In a simple analysis, we don’t have to eat animals except in exceedingly minority instances of subsistence. We CHOOSE to exploit animals for food.
It’s likely that obligate carnivores don’t make moral decisions. Wild carnivores are driven by instinct, but humans aren’t. We’re making a choice. That means that the question of the ethics of that become relevant.
We could feed them much better if we fed them vegetables and grains. Factory farms here do not benefit the parts of the world where over half the population is.
Well sure but until you invent a magic want which removes all of the existing meat based food infrastructure and replace it with veggy based food infrastructure there isn’t even much point discussing this. If you want real change you have to think in the real world.
No we’re not, we’re hungry. We’re a very hungry bunch and meat is a readily availible and efficient source of food. We kill animals in much more humane ways than animals kill eachother so out of all the omivorous species we’re probably the least vindictive.
Absolutely you cannot change things over night. But it is even worse to think too hard won’t try in my view. By default many people will look for other food sources outside of meat due to environment issues, health issues as well as simple awareness. Sadly, as is it is right now, this very day, not in some future time, human life is the price being paid for the greater part of our often toxic existence in line with nature.

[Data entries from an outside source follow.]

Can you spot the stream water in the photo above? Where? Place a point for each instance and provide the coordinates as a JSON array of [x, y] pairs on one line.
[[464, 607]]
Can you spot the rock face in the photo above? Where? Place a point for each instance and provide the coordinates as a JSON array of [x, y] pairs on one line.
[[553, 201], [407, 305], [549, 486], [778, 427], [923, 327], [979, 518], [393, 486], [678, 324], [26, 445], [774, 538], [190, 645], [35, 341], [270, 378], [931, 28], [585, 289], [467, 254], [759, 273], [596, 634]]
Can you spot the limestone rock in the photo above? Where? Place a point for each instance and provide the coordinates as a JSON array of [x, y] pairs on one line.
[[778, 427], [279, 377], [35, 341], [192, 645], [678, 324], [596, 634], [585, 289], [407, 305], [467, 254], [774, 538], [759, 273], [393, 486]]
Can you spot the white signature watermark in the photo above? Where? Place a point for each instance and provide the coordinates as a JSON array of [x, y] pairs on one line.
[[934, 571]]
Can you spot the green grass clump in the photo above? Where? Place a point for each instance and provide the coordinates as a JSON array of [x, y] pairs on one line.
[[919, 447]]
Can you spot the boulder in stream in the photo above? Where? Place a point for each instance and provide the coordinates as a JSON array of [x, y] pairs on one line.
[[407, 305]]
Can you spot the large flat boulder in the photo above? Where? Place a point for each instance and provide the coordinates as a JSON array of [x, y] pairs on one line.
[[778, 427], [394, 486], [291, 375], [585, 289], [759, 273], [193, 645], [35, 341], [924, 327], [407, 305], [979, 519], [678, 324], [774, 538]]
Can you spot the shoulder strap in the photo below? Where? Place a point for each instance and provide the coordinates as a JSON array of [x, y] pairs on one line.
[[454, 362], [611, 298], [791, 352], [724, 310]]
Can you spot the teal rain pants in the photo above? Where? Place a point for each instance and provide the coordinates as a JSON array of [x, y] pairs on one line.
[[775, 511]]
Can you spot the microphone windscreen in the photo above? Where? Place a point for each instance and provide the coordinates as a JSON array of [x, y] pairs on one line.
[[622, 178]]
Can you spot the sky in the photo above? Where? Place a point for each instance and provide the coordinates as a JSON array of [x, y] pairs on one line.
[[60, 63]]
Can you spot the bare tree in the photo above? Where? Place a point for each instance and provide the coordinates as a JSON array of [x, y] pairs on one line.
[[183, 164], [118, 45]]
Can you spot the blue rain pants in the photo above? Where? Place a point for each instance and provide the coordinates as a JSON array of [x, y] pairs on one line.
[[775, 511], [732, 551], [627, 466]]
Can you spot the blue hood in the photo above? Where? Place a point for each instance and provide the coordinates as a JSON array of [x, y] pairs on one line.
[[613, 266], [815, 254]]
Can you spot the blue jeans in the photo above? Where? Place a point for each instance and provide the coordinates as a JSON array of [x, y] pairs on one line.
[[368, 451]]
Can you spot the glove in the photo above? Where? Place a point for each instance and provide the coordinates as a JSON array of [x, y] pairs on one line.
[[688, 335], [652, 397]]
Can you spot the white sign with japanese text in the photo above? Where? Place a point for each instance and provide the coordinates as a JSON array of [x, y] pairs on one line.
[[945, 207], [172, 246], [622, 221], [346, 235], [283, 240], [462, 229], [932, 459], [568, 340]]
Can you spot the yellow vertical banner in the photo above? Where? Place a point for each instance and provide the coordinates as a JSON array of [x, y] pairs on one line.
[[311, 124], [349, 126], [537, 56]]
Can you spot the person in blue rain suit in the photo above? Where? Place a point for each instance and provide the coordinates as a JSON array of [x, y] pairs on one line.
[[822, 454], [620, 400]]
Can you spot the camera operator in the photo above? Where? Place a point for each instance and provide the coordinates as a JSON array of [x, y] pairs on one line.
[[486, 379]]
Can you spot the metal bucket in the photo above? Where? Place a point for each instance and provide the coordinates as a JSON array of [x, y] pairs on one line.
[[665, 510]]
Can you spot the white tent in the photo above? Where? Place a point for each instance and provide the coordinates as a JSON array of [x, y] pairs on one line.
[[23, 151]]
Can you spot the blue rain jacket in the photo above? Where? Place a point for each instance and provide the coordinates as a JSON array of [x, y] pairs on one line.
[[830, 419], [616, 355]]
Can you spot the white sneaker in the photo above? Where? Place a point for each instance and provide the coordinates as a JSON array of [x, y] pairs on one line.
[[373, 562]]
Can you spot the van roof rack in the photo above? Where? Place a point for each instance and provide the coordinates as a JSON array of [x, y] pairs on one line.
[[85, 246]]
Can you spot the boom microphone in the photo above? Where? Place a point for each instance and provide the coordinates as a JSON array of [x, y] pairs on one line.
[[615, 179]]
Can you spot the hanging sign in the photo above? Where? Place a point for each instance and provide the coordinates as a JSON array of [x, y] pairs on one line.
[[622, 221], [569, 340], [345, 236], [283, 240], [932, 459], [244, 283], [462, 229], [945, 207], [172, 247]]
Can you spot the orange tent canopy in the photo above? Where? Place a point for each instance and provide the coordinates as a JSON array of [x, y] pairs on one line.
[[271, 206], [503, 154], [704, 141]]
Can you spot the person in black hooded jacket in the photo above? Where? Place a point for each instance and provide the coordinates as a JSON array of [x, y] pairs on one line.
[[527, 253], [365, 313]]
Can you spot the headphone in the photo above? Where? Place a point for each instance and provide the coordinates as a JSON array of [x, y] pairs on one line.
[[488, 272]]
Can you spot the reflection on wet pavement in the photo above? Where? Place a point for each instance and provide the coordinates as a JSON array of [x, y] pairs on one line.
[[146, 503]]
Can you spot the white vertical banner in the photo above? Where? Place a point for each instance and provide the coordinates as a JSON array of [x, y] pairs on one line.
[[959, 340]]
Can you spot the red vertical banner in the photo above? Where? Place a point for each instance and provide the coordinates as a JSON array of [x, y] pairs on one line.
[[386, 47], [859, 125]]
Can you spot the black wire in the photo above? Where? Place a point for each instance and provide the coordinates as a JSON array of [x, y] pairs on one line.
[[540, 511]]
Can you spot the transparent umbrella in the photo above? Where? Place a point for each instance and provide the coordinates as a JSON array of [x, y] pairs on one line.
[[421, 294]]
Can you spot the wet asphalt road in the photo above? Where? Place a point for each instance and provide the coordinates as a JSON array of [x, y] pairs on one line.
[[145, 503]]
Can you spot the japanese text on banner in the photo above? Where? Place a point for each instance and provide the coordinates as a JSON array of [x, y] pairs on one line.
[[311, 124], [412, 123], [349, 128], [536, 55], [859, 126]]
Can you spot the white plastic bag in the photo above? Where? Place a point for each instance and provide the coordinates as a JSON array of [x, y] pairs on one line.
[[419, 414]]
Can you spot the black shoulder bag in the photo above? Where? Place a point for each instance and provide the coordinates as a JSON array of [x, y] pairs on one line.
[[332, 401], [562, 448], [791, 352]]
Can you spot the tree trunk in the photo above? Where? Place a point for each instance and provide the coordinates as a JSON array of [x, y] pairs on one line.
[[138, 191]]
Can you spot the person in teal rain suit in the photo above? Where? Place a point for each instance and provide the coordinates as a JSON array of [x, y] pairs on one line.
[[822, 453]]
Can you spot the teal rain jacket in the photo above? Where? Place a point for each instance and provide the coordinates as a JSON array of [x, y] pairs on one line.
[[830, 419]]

No. Animals are a part of the natural cycle, humans are not.
If a human is starving, I am the last person to tell him/her not to to eat meat. If it’s for survival, go ahead. That said, we could deliver vegan food to starving people instead in this hypothetical scenario. I don’t see a reason to mess with what starving people get before fixing people who eat meat and animal products because they can.
By the way, I don’t understand why AdamD is tolerated. It would be fine if he was asking interesting questions or things that inspire thought, but it’s like having a preschooler at a college debate. He can’t wrap his head around the basic concepts, and everyone has to keep backtracking to hold his hand. I’m not opposed to his presence because he is a meat eater, but because he drags the conversation down quite a bit.
another colorless, mindless vegetarian myth. most animals are not predators and don’t eat each other. besides that is a pretty silly and akward excuse to eat the flesh of brutally tortured and sadistically killed non-human animals.